The facts were briefly as follow. The German agent Lachkarioff, who with
his accomplice had blown up the Obukhov steel works and was now safe in
Sweden, had, while in Petrograd, made the acquaintance of a certain
Madame Doukhovski, the young wife of the President of the Superior
Tribunal at Kharkof. She was a giddy little woman, and the monk had
plotted with old Countess Ignatieff to entice her to join the cult, but
she had always refused. Lachkarioff was a good-looking, well-dressed man,
who posed as a commercial magnate of Riga, and she, I suppose, fell
beneath his charm. At any rate, for a long time the pair were
inseparable.
One day the German agent, who was an exceedingly wily person, came to
Rasputin and told him that he had induced the young lady of Kharkof to
reveal to him certain secrets concerning the dealings of Soukhomlinoff
and the supply of machine-guns for the Army--facts which had been
presented in strictest confidence by one of the War Minister's enemies to
the President of the Kharkof tribunal.
Rasputin smiled in triumph when he heard the exact details which Madame
Doukhovski had divulged.
"Sit down yonder, my friend, and put that into writing, and sign it,"

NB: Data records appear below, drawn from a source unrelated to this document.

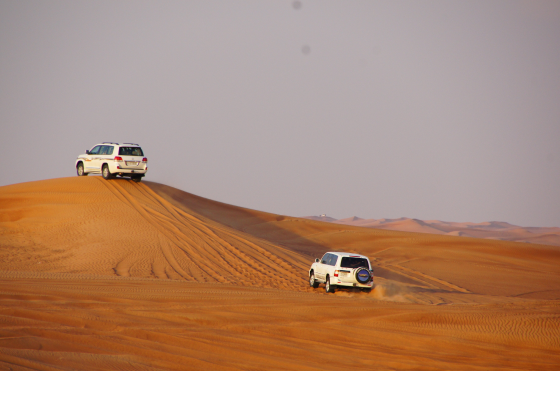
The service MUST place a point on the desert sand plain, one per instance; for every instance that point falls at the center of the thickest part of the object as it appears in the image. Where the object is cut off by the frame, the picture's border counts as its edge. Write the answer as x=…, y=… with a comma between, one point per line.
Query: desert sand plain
x=115, y=275
x=482, y=230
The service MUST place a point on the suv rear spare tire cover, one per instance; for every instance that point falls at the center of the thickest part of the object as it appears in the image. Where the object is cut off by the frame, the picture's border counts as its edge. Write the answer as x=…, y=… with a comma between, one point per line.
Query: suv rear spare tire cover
x=363, y=275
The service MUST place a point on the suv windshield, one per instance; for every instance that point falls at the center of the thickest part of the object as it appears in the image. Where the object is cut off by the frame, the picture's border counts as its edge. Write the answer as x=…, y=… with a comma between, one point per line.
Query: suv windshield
x=130, y=151
x=353, y=262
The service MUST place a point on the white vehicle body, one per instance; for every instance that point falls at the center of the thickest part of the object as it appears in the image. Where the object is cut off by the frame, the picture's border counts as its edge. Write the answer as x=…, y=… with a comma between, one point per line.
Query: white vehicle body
x=113, y=159
x=341, y=269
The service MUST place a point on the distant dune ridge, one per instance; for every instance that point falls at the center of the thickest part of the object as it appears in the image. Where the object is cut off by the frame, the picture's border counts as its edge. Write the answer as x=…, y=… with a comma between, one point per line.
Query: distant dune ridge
x=483, y=230
x=99, y=274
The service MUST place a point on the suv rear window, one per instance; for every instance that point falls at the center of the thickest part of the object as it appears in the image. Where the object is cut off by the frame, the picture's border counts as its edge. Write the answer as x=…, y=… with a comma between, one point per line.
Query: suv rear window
x=330, y=259
x=130, y=151
x=354, y=262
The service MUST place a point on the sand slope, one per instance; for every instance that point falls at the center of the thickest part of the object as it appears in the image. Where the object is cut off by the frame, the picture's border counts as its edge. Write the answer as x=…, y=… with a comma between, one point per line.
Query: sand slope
x=101, y=274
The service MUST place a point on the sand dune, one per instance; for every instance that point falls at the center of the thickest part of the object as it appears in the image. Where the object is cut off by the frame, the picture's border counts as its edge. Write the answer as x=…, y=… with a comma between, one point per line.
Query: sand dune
x=101, y=274
x=483, y=230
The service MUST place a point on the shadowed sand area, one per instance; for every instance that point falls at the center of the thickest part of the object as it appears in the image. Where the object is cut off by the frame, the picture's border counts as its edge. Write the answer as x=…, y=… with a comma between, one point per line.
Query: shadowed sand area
x=114, y=274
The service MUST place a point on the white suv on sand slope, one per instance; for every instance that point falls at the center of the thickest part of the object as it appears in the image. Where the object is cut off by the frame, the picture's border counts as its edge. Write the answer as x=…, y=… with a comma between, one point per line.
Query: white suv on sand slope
x=341, y=269
x=112, y=159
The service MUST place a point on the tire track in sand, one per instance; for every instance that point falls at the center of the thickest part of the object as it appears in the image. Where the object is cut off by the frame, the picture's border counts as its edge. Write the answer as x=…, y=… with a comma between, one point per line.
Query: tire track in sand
x=194, y=250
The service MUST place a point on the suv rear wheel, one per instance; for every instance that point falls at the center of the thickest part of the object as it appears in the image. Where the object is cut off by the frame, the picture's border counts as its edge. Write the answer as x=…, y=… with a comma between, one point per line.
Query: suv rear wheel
x=328, y=287
x=80, y=170
x=106, y=173
x=312, y=282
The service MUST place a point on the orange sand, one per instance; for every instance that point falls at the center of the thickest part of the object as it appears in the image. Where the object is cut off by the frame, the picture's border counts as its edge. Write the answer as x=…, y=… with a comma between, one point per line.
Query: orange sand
x=101, y=274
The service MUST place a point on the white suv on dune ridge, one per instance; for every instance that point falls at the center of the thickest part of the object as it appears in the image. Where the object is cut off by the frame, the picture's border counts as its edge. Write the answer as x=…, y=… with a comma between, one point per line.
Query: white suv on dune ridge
x=113, y=159
x=341, y=269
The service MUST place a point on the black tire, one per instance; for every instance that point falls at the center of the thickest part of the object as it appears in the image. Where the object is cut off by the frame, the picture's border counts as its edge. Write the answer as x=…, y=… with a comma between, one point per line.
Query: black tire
x=105, y=172
x=363, y=275
x=312, y=281
x=80, y=169
x=328, y=287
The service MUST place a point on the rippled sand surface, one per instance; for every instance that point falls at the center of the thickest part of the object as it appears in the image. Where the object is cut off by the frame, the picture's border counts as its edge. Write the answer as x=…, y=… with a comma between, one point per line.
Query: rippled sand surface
x=114, y=275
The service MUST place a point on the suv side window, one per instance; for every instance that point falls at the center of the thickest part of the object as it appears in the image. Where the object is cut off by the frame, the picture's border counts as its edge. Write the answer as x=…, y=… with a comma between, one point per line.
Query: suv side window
x=108, y=150
x=95, y=150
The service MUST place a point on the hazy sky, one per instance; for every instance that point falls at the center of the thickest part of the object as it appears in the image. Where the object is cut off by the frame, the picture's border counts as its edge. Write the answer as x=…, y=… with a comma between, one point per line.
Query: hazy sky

said the monk, indicating the table by the window.
"You will not punish her for her indiscretion, I hope," remarked the man,
who was at the moment plotting that series of terrible disasters.
"Not in the least," Rasputin assured him. "Your friend is my friend. But
when such statements are made I like to have them on record. If
Soukhomlinoff comes up for trial--which I very much doubt--then the
memorandum may be of use to prove what silly and baseless gossip has been
in circulation."
In consequence of this assurance, Lachkarioff wrote down what had been
told him by the judge's wife, a document which the "saint" preserved with
much care--until the Obukhov catastrophe had taken place and its author
was out of Russia. Then he wrote to Madame Doukhovski and asked her to
call upon him upon an urgent matter concerning her husband.
In surprise, and perhaps a little anxious, she kept the appointment one
afternoon, and I ushered her into the monk's room.
He rose, and, addressing her roughly, said:
"So you have obeyed me, woman! And it is best for you that you have done
so. Hitherto you have held me in contempt and refused all invitations to
visit me. Why?"
"Because I am not a believer," was her open, straightforward answer.